From 1273002ca491f8cef8129135db6422fab2f24f8e Mon Sep 17 00:00:00 2001
From: Martin Yuan <myuan@meta.com>
Date: Fri, 31 Jan 2025 17:58:34 -0800
Subject: [PATCH] Single location to update optional args for all attentions

Summary: Incremental improvement on the UX. When users need to add an optional argument for a new attention, there's this centralized location, `ForwardOptions` to be updated.

Differential Revision: D68988021
---
 examples/models/llama/attention.py | 26 ++++++++++++++------------
 1 file changed, 14 insertions(+), 12 deletions(-)

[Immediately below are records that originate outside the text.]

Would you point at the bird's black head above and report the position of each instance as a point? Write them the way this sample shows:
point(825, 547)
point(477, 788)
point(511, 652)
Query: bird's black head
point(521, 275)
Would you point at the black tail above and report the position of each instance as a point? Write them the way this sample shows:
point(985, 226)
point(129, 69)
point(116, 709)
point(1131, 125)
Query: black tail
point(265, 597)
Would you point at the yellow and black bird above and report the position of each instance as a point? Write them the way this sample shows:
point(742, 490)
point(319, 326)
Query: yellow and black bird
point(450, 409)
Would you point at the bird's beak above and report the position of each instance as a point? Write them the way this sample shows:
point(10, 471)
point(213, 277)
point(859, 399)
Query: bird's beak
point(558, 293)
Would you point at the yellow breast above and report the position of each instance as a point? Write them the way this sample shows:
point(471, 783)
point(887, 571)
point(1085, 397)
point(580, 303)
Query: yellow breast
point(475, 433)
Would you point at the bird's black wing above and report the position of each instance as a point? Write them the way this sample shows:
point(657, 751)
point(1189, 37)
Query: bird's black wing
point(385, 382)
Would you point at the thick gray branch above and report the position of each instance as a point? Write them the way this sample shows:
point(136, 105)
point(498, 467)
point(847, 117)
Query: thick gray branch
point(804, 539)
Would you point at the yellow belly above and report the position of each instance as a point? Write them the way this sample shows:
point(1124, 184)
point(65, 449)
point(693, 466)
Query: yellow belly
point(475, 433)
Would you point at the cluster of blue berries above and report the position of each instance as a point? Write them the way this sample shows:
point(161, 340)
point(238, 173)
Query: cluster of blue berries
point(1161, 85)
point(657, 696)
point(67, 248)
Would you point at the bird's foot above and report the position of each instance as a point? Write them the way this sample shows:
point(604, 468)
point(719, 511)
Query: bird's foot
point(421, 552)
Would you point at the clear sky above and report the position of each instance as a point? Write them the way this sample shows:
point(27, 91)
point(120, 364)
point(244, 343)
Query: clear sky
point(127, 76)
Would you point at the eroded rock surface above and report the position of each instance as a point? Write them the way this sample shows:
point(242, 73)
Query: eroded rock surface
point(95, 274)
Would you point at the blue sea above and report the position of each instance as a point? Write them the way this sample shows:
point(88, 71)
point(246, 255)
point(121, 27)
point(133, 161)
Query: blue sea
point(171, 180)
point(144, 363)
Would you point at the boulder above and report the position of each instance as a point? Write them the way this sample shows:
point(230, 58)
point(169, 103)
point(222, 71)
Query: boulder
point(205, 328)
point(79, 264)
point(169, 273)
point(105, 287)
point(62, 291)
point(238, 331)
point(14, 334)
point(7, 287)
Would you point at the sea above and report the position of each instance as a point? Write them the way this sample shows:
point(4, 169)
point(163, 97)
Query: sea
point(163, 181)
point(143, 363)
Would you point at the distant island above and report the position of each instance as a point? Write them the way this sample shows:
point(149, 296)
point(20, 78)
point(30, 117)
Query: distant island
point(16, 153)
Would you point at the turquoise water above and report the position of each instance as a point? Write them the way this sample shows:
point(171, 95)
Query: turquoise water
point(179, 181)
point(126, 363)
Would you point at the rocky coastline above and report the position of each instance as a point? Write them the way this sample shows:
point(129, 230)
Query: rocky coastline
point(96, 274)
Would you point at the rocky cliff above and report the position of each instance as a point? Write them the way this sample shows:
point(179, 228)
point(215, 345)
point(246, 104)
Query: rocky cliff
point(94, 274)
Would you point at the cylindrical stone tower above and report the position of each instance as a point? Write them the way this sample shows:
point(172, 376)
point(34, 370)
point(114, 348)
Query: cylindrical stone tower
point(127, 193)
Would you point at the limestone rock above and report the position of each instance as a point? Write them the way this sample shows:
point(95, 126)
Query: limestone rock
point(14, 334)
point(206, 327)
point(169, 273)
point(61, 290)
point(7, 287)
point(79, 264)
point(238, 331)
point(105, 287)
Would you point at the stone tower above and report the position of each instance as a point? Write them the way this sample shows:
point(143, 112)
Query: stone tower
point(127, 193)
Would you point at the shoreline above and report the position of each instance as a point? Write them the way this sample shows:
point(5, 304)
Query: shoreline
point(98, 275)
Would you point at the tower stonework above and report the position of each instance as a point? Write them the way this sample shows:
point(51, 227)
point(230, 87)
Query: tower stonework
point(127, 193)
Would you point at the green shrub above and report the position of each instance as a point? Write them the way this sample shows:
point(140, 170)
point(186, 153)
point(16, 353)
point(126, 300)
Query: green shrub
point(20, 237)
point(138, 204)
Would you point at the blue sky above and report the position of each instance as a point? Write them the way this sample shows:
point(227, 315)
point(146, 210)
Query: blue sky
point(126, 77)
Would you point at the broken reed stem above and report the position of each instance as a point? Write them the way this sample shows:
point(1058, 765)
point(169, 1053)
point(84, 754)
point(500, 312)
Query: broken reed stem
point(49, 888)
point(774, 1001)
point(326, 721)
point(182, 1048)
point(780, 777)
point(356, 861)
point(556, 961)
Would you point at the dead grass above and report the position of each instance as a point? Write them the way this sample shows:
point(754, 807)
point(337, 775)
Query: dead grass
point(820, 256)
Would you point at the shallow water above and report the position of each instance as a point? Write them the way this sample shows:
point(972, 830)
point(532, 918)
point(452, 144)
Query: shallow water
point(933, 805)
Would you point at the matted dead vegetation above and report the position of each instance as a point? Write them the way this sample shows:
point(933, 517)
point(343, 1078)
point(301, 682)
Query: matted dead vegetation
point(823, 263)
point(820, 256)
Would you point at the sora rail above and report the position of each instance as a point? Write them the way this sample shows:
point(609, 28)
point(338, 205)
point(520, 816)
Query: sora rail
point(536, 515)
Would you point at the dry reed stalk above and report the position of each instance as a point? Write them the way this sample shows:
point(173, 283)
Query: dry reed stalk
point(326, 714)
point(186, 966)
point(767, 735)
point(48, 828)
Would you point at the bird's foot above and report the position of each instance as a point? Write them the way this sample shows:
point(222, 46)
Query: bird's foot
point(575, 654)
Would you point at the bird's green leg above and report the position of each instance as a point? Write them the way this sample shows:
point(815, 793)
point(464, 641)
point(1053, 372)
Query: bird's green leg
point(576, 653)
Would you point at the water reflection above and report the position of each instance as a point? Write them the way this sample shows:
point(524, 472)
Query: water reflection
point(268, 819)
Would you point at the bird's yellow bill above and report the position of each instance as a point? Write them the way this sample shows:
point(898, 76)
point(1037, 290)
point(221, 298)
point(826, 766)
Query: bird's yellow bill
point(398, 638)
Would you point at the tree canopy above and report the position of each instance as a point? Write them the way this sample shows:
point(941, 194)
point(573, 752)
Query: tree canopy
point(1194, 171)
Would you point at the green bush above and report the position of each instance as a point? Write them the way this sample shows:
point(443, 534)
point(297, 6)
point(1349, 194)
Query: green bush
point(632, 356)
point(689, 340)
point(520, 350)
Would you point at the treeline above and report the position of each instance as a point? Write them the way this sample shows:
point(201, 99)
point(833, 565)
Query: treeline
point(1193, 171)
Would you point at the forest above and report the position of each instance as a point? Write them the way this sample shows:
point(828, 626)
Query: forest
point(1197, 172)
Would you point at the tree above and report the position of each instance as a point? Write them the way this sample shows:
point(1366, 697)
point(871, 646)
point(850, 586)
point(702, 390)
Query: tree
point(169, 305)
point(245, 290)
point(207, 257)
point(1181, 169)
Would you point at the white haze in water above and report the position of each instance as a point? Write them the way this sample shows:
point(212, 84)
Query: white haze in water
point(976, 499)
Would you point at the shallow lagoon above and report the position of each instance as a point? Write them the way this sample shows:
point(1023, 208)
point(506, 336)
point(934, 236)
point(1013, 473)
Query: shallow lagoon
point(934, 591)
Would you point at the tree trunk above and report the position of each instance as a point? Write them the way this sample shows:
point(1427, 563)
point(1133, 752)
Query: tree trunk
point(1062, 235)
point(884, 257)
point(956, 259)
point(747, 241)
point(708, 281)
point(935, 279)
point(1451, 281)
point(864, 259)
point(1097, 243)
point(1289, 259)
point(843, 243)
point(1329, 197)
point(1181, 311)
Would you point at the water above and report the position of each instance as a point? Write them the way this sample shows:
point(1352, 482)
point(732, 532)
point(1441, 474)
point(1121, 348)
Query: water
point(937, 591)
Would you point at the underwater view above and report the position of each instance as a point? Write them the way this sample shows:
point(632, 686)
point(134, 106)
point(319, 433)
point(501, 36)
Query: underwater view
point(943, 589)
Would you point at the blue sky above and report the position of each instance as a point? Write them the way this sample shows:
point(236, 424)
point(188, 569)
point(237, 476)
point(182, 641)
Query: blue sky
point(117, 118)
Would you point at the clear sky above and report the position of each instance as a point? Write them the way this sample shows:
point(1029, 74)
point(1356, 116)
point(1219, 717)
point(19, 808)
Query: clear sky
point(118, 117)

diff --git a/examples/models/llama/attention.py b/examples/models/llama/attention.py
index c6f01dbadce..ec55f2f1ee0 100644
--- a/examples/models/llama/attention.py
+++ b/examples/models/llama/attention.py
@@ -1,5 +1,5 @@
 from abc import ABC, abstractmethod
-from typing import Any, Dict, Optional, Tuple, Type
+from typing import Any, Dict, Optional, Tuple, Type, TypedDict
 
 import torch
 import torch.nn as nn
@@ -8,6 +8,15 @@
 from executorch.examples.models.llama.rope import Rope
 
 
+class ForwardOptions(TypedDict, total=False):
+    """Optional parameters for `Attention.forward` (compative with Python 3.10 and plus)."""
+
+    mask: Optional[torch.Tensor]
+    input_pos: Optional[torch.Tensor]
+    in_cache_state: Optional[Any]
+    out_cache_state: Optional[Any]
+
+
 class Attention(nn.Module, ABC):
     """Abstract base class for attention mechanisms with unified interface."""
 
@@ -17,19 +26,14 @@ def forward(
         x: torch.Tensor,
         freqs_cos: torch.Tensor,
         freqs_sin: torch.Tensor,
-        mask: Optional[torch.Tensor] = None,
-        input_pos: Optional[torch.Tensor] = None,
-        in_cache_state: Optional[Any] = None,
-        out_cache_state: Optional[Any] = None,
+        **kwargs: ForwardOptions,
     ) -> Tuple[torch.Tensor, Optional[Any]]:
         """Forward pass for attention mechanism.
 
         Args:
             x: Input tensor of shape (batch_size, seq_len, dim)
             freqs_cos, freqs_sin: Rotary position embedding frequencies
-            mask: Optional attention mask
-            input_pos: Positions for KV cache updates
-            in_cache_state/out_cache_state: Cache states
+            ForwardOptions: grouped optional args
 
         Returns:
             Tuple of (output tensor, updated cache state)
@@ -209,11 +213,9 @@ def forward(
         x: torch.Tensor,
         freqs_cos: torch.Tensor,
         freqs_sin: torch.Tensor,
-        mask: Optional[torch.Tensor] = None,
-        input_pos: Optional[torch.Tensor] = None,
-        in_cache_state: Optional[Any] = None,
-        out_cache_state: Optional[Any] = None,
+        **kwargs: ForwardOptions,
     ) -> Tuple[torch.Tensor, Optional[Any]]:
+        input_pos = kwargs.get("input_pos")
         bsz, seqlen, _ = x.shape
 
         # QKV